Novas Histórias do Tempo da Velha Escola (MCLIII)

Rio Bonito, 21 de fevereiro de 2043

Neste ano da graça de dois mil e quarenta e três, celebra-se o vigésimo aniversário do fim do sistema de ensinagem, quando, definitivamente, a administração escolar abdicou de impor a razão da força, para fazer prevalecer a força da razão, quando educadores assumiram um compromisso ético com a educação. 

Nesses sombrios tempos, a voz do Mestre Pedro ressoava pelos corredores das escolas-casernas, desmontando uma farsa de séculos. 

“Os dados de “aprendizado adequado” disponíveis (Ideb) são kafkianos: em 2015, apenas 7.3% dos estudantes do ensino médio tiveram aprendizado adequado de matemática; a maior média ocorreu no DF, com 12.8% (foi de 31.5% em 1995!), e a menor no Maranhão, com 1.5%. 

Levando em conta que o Ideb não é um dado expressivo (acomoda-se em memorização de conteúdos, tendencialmente), a situação real é ainda pior. Citando o Enem de 2017, apenas 50 candidatos tiveram nota máxima em redação (dentre 5 milhões), sendo que 300 mil tiraram zero. 

É o resultado dos “Cursinhos”, que torturam milhões de estudantes para engolirem conteúdo que vão vomitar nos exames. 

Escola e universidade, são, essencialmente, isso.
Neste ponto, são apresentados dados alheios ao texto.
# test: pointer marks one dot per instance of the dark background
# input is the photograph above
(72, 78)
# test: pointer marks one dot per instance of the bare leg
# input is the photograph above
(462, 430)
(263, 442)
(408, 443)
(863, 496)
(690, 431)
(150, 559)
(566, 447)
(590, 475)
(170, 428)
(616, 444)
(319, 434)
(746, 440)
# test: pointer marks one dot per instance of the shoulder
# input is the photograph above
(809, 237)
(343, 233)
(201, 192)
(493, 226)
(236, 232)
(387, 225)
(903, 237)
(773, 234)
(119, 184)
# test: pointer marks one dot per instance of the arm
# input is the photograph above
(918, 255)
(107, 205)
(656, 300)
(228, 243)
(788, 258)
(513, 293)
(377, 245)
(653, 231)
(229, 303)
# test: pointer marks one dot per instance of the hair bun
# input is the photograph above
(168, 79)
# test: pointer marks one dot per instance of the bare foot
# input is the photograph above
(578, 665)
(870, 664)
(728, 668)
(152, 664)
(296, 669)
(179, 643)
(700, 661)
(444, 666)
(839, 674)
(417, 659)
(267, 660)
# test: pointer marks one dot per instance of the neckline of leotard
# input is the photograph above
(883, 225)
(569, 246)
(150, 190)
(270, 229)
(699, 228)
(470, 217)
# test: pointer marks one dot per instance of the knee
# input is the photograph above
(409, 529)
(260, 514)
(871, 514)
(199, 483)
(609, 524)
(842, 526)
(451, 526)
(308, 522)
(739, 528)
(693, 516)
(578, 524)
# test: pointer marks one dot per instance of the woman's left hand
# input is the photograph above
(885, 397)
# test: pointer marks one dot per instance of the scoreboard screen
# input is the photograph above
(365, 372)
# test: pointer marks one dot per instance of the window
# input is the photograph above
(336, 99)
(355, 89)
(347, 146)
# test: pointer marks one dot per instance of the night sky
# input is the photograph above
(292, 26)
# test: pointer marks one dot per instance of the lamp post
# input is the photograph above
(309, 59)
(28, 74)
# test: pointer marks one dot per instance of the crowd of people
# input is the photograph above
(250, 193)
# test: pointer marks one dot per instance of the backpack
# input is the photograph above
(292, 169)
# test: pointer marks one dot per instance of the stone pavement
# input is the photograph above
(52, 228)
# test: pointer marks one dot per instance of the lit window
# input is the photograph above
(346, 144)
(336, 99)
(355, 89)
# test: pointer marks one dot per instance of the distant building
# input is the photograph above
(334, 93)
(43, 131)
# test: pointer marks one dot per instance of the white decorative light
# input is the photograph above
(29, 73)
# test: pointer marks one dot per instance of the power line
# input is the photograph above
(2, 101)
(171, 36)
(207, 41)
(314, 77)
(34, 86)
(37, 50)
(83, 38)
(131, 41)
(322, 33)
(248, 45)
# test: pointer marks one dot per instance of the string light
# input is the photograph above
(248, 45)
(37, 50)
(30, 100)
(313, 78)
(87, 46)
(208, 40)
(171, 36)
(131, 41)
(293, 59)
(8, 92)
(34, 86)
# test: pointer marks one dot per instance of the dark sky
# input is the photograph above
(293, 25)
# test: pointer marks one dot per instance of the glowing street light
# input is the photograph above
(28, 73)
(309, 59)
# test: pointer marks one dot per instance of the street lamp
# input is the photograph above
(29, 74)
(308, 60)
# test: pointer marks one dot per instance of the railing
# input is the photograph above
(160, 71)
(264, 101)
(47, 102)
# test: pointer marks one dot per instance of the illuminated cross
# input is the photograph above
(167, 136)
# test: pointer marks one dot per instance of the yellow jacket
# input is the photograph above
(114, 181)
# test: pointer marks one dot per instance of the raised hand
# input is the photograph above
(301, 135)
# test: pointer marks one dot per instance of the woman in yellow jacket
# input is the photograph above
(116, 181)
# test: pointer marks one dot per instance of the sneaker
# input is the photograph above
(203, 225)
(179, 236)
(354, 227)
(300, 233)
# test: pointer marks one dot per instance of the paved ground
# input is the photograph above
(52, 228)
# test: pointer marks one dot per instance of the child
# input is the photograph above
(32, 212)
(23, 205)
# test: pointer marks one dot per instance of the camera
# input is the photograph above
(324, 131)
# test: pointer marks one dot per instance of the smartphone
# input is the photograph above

Nunca faltaram aula, prova e repasse. Ao contrário! 

Em 1997, logo após a LDB fixar 200 dias letivos, houve a maior queda pontual no Ideb. Em 2006, passamos o ensino fundamental de oito para nove anos, e o desempenho escolar nos anos finais só piorou, porque apenas aumentamos aula, sem tocar na aprendizagem. 

O INAF (Indicador Nacional de Alfabetismo Funcional) do Ibope constata que, há duas décadas, brasileiros adultos “proficientes” (que sabem pensar, digamos), são 8%! 
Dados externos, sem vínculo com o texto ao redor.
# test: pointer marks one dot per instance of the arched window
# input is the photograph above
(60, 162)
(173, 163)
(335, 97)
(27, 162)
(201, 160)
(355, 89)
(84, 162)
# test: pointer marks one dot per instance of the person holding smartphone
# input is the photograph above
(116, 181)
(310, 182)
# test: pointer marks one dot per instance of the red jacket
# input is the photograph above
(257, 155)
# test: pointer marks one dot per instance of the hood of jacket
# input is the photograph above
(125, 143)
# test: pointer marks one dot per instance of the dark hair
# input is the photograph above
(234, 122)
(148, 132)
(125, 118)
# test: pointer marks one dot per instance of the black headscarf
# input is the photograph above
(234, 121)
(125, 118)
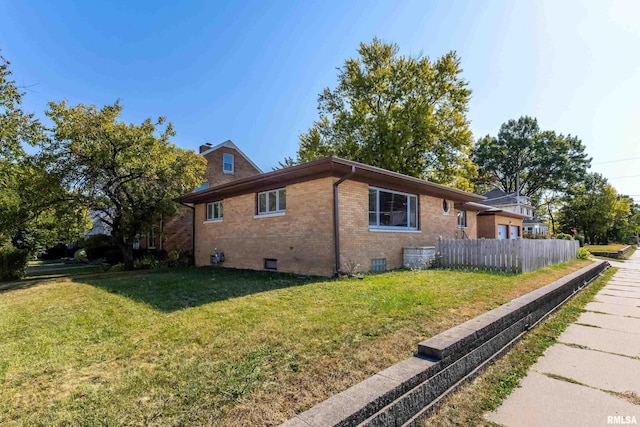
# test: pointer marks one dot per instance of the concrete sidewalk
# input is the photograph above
(591, 377)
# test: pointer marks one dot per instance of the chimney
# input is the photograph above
(204, 147)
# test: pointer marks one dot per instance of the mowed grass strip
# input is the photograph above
(486, 392)
(605, 248)
(205, 346)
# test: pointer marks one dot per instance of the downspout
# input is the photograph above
(336, 220)
(193, 232)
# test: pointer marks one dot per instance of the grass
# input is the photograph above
(605, 248)
(205, 346)
(486, 392)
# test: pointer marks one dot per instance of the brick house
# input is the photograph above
(225, 163)
(327, 216)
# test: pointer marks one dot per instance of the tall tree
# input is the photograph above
(405, 114)
(590, 209)
(29, 191)
(539, 160)
(130, 174)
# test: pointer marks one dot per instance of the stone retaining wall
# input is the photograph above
(409, 390)
(615, 255)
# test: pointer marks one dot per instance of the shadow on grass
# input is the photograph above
(176, 289)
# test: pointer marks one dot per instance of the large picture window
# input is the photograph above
(273, 201)
(462, 219)
(214, 211)
(392, 210)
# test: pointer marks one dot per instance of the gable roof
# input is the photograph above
(229, 144)
(326, 167)
(497, 197)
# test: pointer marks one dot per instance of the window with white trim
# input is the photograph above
(227, 163)
(272, 201)
(392, 210)
(151, 239)
(214, 211)
(462, 219)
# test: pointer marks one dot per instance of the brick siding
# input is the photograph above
(302, 239)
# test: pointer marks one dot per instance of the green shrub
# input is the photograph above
(563, 236)
(98, 245)
(13, 263)
(583, 253)
(114, 256)
(81, 256)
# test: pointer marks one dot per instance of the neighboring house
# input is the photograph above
(329, 215)
(225, 163)
(535, 227)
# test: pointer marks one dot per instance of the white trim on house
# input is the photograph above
(210, 214)
(229, 144)
(225, 156)
(409, 210)
(268, 194)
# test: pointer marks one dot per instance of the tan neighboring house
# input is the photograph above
(330, 215)
(225, 163)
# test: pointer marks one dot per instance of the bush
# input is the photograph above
(113, 256)
(13, 263)
(56, 252)
(98, 245)
(180, 258)
(563, 236)
(80, 256)
(583, 253)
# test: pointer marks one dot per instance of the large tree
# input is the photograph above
(405, 114)
(30, 194)
(128, 174)
(591, 209)
(539, 160)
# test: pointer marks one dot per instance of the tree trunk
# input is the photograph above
(553, 222)
(127, 254)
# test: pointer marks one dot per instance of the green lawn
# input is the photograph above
(205, 346)
(605, 248)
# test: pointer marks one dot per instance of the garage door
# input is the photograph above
(502, 231)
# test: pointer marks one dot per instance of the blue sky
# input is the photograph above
(251, 71)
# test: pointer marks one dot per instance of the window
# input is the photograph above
(462, 219)
(227, 163)
(392, 210)
(202, 186)
(379, 264)
(214, 211)
(274, 201)
(271, 264)
(151, 239)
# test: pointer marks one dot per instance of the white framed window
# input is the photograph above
(214, 211)
(462, 219)
(392, 210)
(227, 163)
(151, 239)
(272, 201)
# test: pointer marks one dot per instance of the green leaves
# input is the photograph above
(542, 160)
(405, 114)
(130, 173)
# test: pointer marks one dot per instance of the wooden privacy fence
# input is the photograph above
(519, 255)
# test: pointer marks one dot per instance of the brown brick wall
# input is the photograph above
(360, 245)
(488, 225)
(301, 239)
(177, 231)
(215, 175)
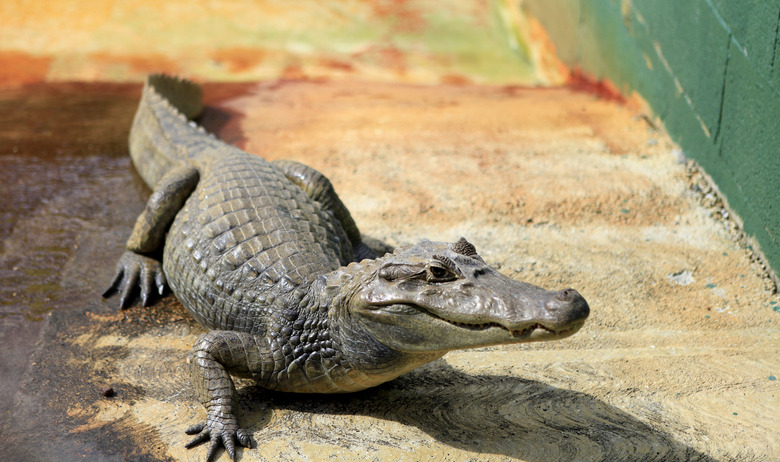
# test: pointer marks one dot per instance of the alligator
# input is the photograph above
(267, 257)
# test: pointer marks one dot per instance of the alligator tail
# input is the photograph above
(161, 135)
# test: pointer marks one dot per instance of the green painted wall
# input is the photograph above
(710, 69)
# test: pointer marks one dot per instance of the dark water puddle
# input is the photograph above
(68, 199)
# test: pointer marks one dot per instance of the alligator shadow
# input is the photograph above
(492, 414)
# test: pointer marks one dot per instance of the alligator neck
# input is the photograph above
(370, 362)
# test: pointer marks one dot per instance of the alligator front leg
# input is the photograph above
(214, 357)
(138, 265)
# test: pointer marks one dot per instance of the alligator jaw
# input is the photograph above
(414, 328)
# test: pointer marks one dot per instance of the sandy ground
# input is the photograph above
(678, 360)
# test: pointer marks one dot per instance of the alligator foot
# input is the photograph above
(219, 429)
(136, 270)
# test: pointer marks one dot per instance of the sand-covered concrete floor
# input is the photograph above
(678, 360)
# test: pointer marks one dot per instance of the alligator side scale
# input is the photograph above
(266, 256)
O PISA 2015 observou que 44% dos brasileiros de 15 anos de idade, que participaram, ficaram abaixo do último nível de matemática (Brasil no PISA 2015, 2016).”

O kafkiano cenário descrito pelo Mestre Pedro seria motivo para secretários de educação e ministros corarem de vergonha. E eis que alguns se mostraram sensíveis à mudança. E eis que encontrei educadores dispostos a mudar. Já septuagenário, reesperancei. Ajudei a criar círculos de aprendizagem e protótipos de comunidade.
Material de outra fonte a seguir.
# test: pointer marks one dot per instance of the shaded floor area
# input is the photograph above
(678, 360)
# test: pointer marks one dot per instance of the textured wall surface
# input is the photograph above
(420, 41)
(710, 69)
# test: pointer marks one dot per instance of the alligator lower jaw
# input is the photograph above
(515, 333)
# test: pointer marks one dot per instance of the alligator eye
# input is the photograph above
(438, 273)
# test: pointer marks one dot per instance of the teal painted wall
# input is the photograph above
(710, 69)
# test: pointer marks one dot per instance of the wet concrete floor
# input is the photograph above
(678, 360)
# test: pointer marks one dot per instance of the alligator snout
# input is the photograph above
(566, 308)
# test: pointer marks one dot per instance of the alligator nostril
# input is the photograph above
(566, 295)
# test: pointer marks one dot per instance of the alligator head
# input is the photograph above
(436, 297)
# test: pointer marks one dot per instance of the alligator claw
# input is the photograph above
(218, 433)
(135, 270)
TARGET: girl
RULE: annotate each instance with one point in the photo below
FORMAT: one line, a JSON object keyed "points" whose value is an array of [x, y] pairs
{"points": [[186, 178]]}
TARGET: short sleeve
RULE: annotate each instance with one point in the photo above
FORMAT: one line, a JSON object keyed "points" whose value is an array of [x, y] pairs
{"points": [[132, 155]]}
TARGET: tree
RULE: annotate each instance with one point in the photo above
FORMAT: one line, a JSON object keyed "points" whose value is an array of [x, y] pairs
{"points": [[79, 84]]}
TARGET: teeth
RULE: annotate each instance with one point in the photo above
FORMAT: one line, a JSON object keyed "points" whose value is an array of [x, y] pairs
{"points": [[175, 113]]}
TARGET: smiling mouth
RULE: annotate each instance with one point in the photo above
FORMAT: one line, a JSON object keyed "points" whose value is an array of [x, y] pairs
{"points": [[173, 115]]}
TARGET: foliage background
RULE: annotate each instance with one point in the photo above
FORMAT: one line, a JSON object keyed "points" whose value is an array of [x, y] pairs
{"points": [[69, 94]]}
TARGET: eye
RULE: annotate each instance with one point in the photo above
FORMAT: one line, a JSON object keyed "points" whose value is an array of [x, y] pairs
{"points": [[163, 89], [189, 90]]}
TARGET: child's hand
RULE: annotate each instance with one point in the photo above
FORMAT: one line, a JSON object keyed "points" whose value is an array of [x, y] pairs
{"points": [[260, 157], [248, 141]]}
Os círculos poderiam ter duas origens. 

Primeira hipótese: 

Se numa escola ainda houvesse um professor vivo, ali se concebia a chamada “turma-piloto”. No projeto a que dei o nome de “Praticar Darcy”, três escolas se mostraram disponíveis para instituir “círculos de aprendizagem de proximidade”. Ainda hoje, sinto profunda gratidão, relativamente a esses corajosos mestres de chão de escola. 

Segunda hipótese:

Se todos os professores de uma escola já tivessem “morrido”, famílias conscientes dos malefícios do instrucionismo dirigiam-se à escola mais próxima das suas residências, solicitavam o acesso ao projeto político-pedagógico, observavam a prática.

Se a prática fosse coerente com o teor do projeto, nela efetuavam a matrícula dos seus filhos. Acaso acontecesse o contrário, exigiriam que o projeto se cumprisse. Não permitiriam que fossem metidos em salas de aula. Recomendariam aos professores a leitura do PP-P da escola e que agissem em conformidade.

Por altura do Carnaval de vinte e três, o círculo de aprendizagem estava constituído. Só faltava publicar a criação da escola pública com a designação “Comunidade de Aprendizagem”. Enquanto se esperava, as crianças foram matriculadas na escola pública mais próxima. 

Infelizmente, em algumas situações de manifesto autoritarismo, foi necessário reagir com desobediência civil serena, ponderada, fundamentada na Lei de Bases e na voz luminar do Mestre Pedro.